Introduction: Bariatric surgery is associated with improvement of obesity related co-morbidities. Some studies suggest that these patients may be susceptible to alcohol abuse due to alteration in metabolism. Aim of this study was to assess the impact of bariatric surgery on high risk alcohol use in a meta-analysis of the published data.
Methods: MEDLINE and Embase were searched from inception through September 2016 with MeSH terms “alcohol”, “substance abuse”, “outcomes”, and “bariatric surgery”. Dual extraction and quality assessment of studies was performed independently by two authors. Inclusion criteria were retrospective and prospective studies reporting long-term outcomes (>12 months) after bariatric procedures, with >100 patients in a cohort, and reporting rates of alcohol use as per the AUDIT, dSCID criteria and data from inpatient alcohol treatment. Primary outcomes included the pooled event rate and 95% confidence interval (95% CI) for significant alcohol use after bariatric surgery, new-onset significant alcohol use after bariatric surgery and odds ratio comparing rates of alcohol abuse before and after surgery.

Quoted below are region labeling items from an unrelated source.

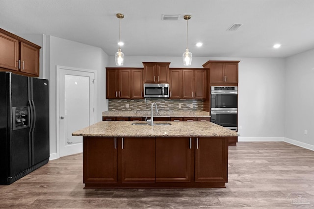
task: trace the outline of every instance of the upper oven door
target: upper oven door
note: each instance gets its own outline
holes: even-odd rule
[[[237,108],[237,92],[212,91],[211,110],[221,110]]]
[[[210,121],[230,129],[237,129],[237,111],[211,111]]]

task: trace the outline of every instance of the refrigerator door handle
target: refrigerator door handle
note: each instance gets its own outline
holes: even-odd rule
[[[34,103],[34,100],[32,99],[31,100],[32,109],[33,110],[33,115],[32,115],[32,119],[33,119],[33,124],[32,124],[32,127],[31,127],[31,131],[33,131],[35,129],[35,125],[36,124],[36,108],[35,108],[35,103]]]

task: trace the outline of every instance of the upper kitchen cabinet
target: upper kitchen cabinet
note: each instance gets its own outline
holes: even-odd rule
[[[131,98],[131,73],[129,69],[106,68],[106,98]]]
[[[0,28],[0,70],[38,77],[40,48]]]
[[[169,86],[171,99],[182,98],[182,70],[170,69],[170,85]]]
[[[203,99],[206,97],[206,70],[182,70],[182,98]]]
[[[239,61],[209,61],[203,65],[209,69],[211,83],[233,85],[238,83],[238,66]]]
[[[131,70],[131,98],[142,99],[143,91],[143,69]]]
[[[143,69],[106,68],[106,98],[143,98]]]
[[[143,62],[144,82],[169,83],[170,63]]]

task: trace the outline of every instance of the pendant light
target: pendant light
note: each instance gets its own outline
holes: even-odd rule
[[[191,65],[192,64],[192,53],[188,51],[188,48],[187,48],[187,32],[188,32],[188,25],[187,21],[191,19],[191,15],[185,15],[183,17],[184,20],[186,20],[186,48],[185,51],[183,53],[183,65],[188,66]]]
[[[124,15],[123,15],[123,14],[118,13],[116,16],[117,17],[119,18],[119,49],[118,49],[118,51],[116,52],[114,55],[114,59],[116,61],[116,65],[122,66],[123,65],[123,63],[124,62],[124,54],[121,51],[121,49],[120,48],[120,30],[121,19],[124,17]]]

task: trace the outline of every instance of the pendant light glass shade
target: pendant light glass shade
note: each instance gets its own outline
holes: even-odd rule
[[[183,65],[184,66],[188,66],[192,64],[192,53],[188,51],[188,48],[187,48],[187,32],[188,32],[188,25],[187,21],[191,19],[191,15],[184,15],[183,18],[184,20],[186,20],[186,48],[185,51],[183,53]]]
[[[121,31],[121,19],[124,17],[123,14],[118,13],[116,14],[116,16],[119,18],[119,43],[120,42],[120,31]],[[124,62],[124,54],[121,51],[121,49],[120,48],[120,45],[119,46],[119,49],[118,51],[114,54],[114,59],[116,62],[116,65],[118,66],[122,66]]]
[[[188,66],[192,64],[192,53],[188,51],[188,48],[185,49],[183,53],[183,65]]]
[[[121,51],[121,49],[118,49],[118,51],[114,55],[114,59],[116,61],[116,65],[122,66],[124,62],[124,54]]]

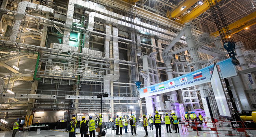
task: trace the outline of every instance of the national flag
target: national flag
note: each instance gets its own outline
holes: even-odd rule
[[[182,78],[181,79],[180,79],[180,83],[182,83],[183,82],[187,81],[187,77],[184,77],[183,78]]]
[[[168,85],[169,85],[169,86],[174,85],[175,84],[175,83],[174,83],[174,81],[168,82]]]
[[[163,84],[162,84],[158,86],[158,87],[159,87],[159,89],[161,89],[161,88],[164,88],[165,86],[163,85]]]
[[[155,90],[156,90],[156,88],[155,88],[155,87],[151,87],[150,88],[150,89],[151,90],[151,91]]]
[[[193,77],[194,77],[194,79],[197,79],[198,78],[203,77],[202,76],[202,73],[201,72],[201,71],[199,71],[198,72],[197,72],[196,73],[193,74],[192,75],[193,75]]]
[[[219,65],[217,65],[217,68],[218,68],[218,71],[219,72],[221,72],[221,68],[219,68]],[[211,68],[209,68],[209,72],[210,72],[210,74],[212,74],[212,71],[213,70],[213,67],[212,67]]]

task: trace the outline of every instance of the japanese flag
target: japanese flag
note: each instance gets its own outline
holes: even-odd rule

Results: 565 citations were identified;12 prospective and 16 retrospective or cross-sectional cohort studies including 15,714 subjects were analyzed. Average follow-up was 2.6 years(range 0.08-10 years). Average age of participants ranged from 26.5-50.1 years, with 76.8% female. Majority of patients had undergone Roux-en-Y gastric bypass and fewer had laparoscopic gastric banding/other restrictive procedures. New-onset significant alcohol use was identified in 8% of patients after bariatric surgery. 19% of patients had significant alcohol use prior to bariatric surgery, event rate 0.19(95% CI 0.12-0.28,18 studies,4697 patients). 23% of patients had significant alcohol abuse after bariatric surgery; event rate 0.23(95% CI 0.14-0.34,I 2=97%,Tau 2=1.5,19 studies,4552 patients). Patients had higher odds of significant alcohol use after surgery than before, OR 1.5(95% CI 1.07-2.11, I 2=89%,Tau 2=0.3,11 studies,3370 patients). Conclusion: Bariatric surgery is associated with significant increase in moderate to high-risk alcohol use/abuse with a new-onset incidence of 8%. Additionally, 19% of patients overall reported problem drinking prior to surgery. Thus, better selection of patients and further studies to identify modifiable factors are needed to decrease the substantial burden of high-risk alcohol use after bariatric surgery. Figure:
New onset alcohol use after bariatric surgery seen in 8% of patients (I sq=0%; Tau sq=0; 5 studies; 2698 patients).
Odds Ratio for significant alcohol abuse after bariatric surgery is 1.5 (95% CI 1.07-2.11;I sq=89%; Tau sq=0.3; 11 studies;, 3370 patients).